Compassion as a word has both Greek and Latin roots. Simply, passion is suffering, as in the passion of Christ. The prefix com means with. Neff suggests self compassion is a practice of being gentle with ourselves in the acknowledgement of our own suffering. Rather than repress suffering, we experience our grief, treating ourselves with the gentleness we would treat a friend. Through this practice of “gentle” love, we open to our own suffering, which allows us to move through it. By extension, the practice of self-compassion opens our hearts to the suffering of others. Neff points out that love works in a yin/yang relationship. The yang to this yin of gentle love is “fierce” love. Loving yourself fiercely requires action: To protect and nurture yourself , draw strong boundaries, and rebut threats.
Similar to self-compassion, the Greek word for self-love is philautia. Not to be confused with narcissism, philautia most closely mirrors Buddhist concepts like Maitri, or unconditional friendship with oneself. According to Buddhist nun and teacher, Pema Chodron, self-compassion is “feeling at home with your own mind and your own body.”
Sounds simple but our lack of ease in our own bodies and minds is the crux of modern unhappiness. Even in our quests to befriend ourselves, commodification of the process dilutes self-acceptance. Buzzterms like body positivity and self-care are popular these days but their subtext is lack. Not good enough, rich enough, smart, skilled, pretty enough. Friendship with self, like the best friendships, is not dependent on physical attributes or accomplishments. Self-compassion goes beyond boss babes and beauty routines. Self-compassion requires nothing outside of self. Nothing has to change. No need to lose (or gain) weight. No need to shave or inject anything. No need to make a lot of money or get busy. No need for a valentine.
In a sense, the Buddhist concept of mindful self-compassion encompasses all six Greek words for love. Obviously, philautia signifies treating oneself with care. Self-compassion also implies kinship--storge, friendship--philia, and hospitality--xenia, metaphors for treating oneself as honored guest, dear friend, and beloved child. The Greek word agape refers to divine love, and by extension, love of the human family. Certainly, self-compassion is the recognition of the sacred within self.
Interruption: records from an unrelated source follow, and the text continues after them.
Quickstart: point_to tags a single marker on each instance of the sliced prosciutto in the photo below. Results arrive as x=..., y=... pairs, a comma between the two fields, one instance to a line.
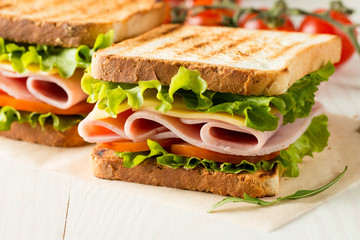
x=213, y=135
x=54, y=90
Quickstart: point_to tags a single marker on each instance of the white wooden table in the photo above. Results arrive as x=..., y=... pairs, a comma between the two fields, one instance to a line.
x=37, y=204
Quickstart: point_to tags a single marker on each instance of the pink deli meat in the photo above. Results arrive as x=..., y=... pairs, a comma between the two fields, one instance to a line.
x=51, y=89
x=213, y=135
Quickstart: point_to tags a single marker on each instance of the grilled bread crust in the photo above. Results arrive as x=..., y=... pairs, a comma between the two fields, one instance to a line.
x=72, y=23
x=105, y=164
x=49, y=136
x=239, y=61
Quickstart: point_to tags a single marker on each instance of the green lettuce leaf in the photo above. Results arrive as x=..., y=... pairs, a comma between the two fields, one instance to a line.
x=8, y=115
x=66, y=60
x=314, y=139
x=257, y=110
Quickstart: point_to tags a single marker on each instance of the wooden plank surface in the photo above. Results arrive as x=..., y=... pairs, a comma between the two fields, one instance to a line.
x=33, y=203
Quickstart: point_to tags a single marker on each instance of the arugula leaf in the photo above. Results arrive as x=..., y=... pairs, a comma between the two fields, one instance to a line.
x=257, y=110
x=297, y=195
x=314, y=139
x=8, y=115
x=66, y=60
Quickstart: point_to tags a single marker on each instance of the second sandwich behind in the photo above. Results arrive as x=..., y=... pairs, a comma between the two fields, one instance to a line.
x=45, y=47
x=220, y=110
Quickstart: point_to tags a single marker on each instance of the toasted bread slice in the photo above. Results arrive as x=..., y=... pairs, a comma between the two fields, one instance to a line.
x=72, y=23
x=239, y=61
x=47, y=136
x=105, y=164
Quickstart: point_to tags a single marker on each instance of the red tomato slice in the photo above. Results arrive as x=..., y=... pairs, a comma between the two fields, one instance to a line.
x=315, y=25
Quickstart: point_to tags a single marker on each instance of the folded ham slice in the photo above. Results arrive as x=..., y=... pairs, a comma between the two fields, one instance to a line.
x=213, y=135
x=51, y=89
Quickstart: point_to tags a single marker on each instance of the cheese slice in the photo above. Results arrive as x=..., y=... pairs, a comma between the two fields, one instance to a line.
x=32, y=68
x=178, y=110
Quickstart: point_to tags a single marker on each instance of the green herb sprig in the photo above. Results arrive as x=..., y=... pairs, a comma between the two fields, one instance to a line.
x=297, y=195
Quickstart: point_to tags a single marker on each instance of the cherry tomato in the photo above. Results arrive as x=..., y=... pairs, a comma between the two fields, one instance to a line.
x=250, y=23
x=315, y=25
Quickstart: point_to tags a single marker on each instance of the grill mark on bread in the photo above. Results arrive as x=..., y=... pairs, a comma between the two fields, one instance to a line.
x=284, y=50
x=214, y=40
x=181, y=40
x=230, y=46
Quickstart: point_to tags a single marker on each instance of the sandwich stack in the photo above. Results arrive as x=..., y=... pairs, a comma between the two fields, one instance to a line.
x=45, y=47
x=213, y=109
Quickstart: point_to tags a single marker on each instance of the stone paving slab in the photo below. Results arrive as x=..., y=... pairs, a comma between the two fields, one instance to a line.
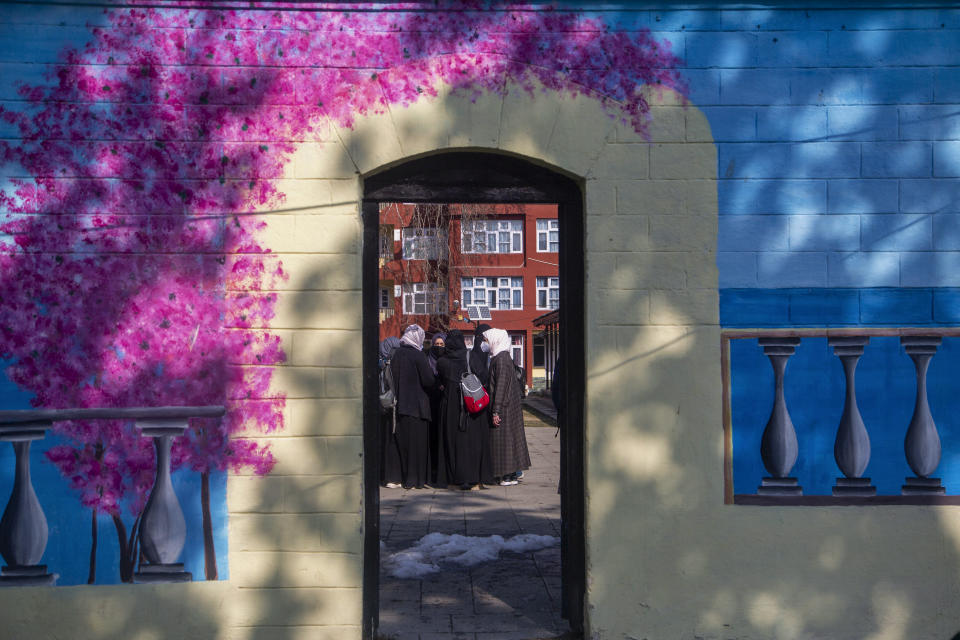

Finally, we return to eros. Sex physically makes love. The hormones sex releases create feelings of well-being and comfort. The bible celebrates sex as making love in the Song of Songs: where the beloved and the lover belong to each other through their sexual union. Perhaps the mind loss the Greeks feared from sexual passion is part of what we want to celebrate about love. Maybe the lover’s union with the beloved is the moment of ego-dissolution that opens us to connection. What if we bring this idea home to ourselves, know ourselves as both lover and beloved?
February is brief. Fall in love with yourself.